Scuba diving Lake Huron, the Great Lakes, USA / Canada

Reader Reviews:

Dive Site: SS Wexford

Location: Lake Huron, Great Lakes, Ontario (43°20.434'N 082°26.787'W)

Description: Steamer wreck

Length: 76 metres (250 feet)

Depth: 25 metres max (75 feet)

Visibility: 10 metres (30 feet)

Rating: ***

Built in Sunderland, England in 1883, this 250' steamer foundered in the Great Storm of 1913. After five years of trade with Argentina and a period of ownership under a French company, she was bought by a Canadian company in 1903 and crossed the Atlantic to her new home. She was seen to have great potential for package freight and grain on the Great Lakes.

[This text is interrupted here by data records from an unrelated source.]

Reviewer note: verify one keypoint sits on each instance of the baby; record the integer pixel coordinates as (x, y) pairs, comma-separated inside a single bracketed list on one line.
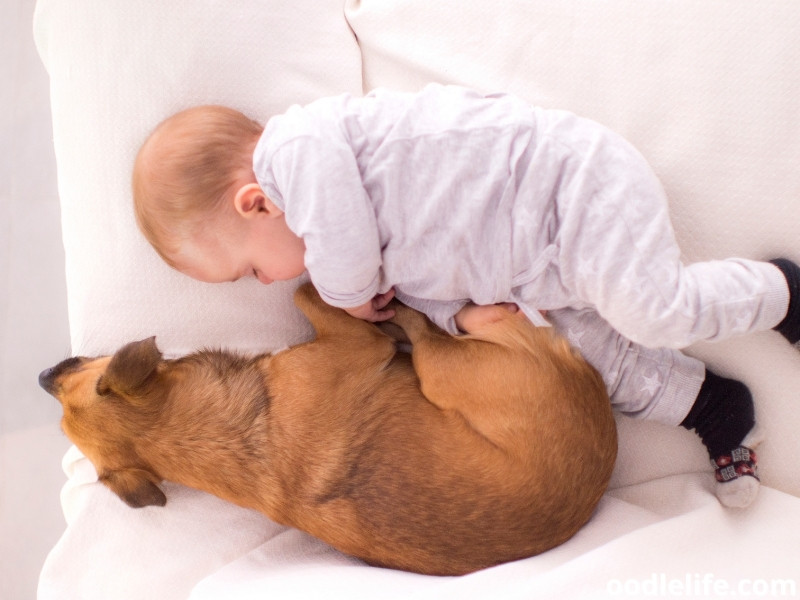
[(450, 199)]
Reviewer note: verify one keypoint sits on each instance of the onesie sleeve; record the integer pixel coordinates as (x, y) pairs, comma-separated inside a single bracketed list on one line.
[(326, 205)]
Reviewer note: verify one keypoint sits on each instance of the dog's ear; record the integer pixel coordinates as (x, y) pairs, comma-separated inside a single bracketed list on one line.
[(136, 487), (130, 368)]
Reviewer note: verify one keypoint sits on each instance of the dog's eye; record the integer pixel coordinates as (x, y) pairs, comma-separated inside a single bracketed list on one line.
[(101, 388)]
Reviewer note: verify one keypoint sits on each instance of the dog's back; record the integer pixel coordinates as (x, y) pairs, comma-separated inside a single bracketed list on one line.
[(450, 491), (470, 452)]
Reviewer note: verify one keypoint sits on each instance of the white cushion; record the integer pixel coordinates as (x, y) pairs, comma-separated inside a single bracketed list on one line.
[(116, 71), (708, 91)]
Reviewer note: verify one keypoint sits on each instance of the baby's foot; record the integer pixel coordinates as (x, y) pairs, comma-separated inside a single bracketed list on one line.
[(790, 326), (723, 416), (737, 473)]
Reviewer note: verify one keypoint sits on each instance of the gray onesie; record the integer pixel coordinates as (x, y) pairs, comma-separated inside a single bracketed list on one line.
[(451, 196)]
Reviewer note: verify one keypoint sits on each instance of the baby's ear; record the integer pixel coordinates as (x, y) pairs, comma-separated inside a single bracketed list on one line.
[(250, 201)]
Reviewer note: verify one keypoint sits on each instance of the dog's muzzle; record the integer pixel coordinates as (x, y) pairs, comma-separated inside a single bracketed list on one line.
[(47, 378)]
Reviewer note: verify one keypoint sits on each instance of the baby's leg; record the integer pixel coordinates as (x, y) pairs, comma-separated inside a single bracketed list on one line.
[(621, 257), (668, 386), (657, 384)]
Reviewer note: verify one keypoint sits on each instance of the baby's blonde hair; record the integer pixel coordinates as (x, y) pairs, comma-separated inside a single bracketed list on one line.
[(185, 171)]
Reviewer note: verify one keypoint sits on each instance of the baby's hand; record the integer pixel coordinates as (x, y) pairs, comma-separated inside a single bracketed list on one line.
[(372, 311), (472, 317)]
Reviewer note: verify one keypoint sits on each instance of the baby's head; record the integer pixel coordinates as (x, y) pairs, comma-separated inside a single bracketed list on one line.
[(186, 174)]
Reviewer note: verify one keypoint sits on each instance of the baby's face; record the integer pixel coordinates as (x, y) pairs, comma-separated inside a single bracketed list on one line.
[(264, 248)]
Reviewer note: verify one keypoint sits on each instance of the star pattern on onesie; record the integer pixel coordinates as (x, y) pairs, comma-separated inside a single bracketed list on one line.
[(651, 383)]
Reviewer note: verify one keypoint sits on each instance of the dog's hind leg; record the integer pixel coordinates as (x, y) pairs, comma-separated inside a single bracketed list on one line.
[(465, 374)]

Following a re-fit at the Collingwood shipyards in Ontario, she began making routine local trips from Thunder Bay (now Fort William) to Goderich, Ontario with grain as her main cargo. Reports from her fateful day in the 'Freshwater Fury' of 1913 vary, but a great deal of interesting information can be found at http://www.shipwreckwexford.ca/. All lives aboard were lost, some 17 in total.

She now sits upright on the muddy bottom of Lake Huron about 9 miles offshore from St. Joseph, equidistant from the Villages of Bayfield and Grand Bend, Ontario. The site is now permanently marked with a large mooring buoy, provided in cooperation with Canadian Coastguard, who monitor the site and encourage low impact diving that does not harm the wreck site in any way.

This was my first Great Lakes dive and after three years in Fiji was my first for a while in cold water. Although it was an overcast day the water was like glass and we traveled out to the site on a small fiberglass skiff chartered from Ken's Dive Locker in London, Ontario and launched from Grand Bend. Ken easily located the marker buoy and we jumped in to reasonably warm surface water.

Temperatures on the wreck were markedly colder and after tooling about for no more than about twenty minutes, with my computer reading 8 degrees and the cold seeping into my semi-dry, I headed back for the surface to warm up for a bit before splashing back in again. This is a fun dive. Sitting upright and intact makes navigation a piece of cake and the open nature of the structure make for some interesting exploring.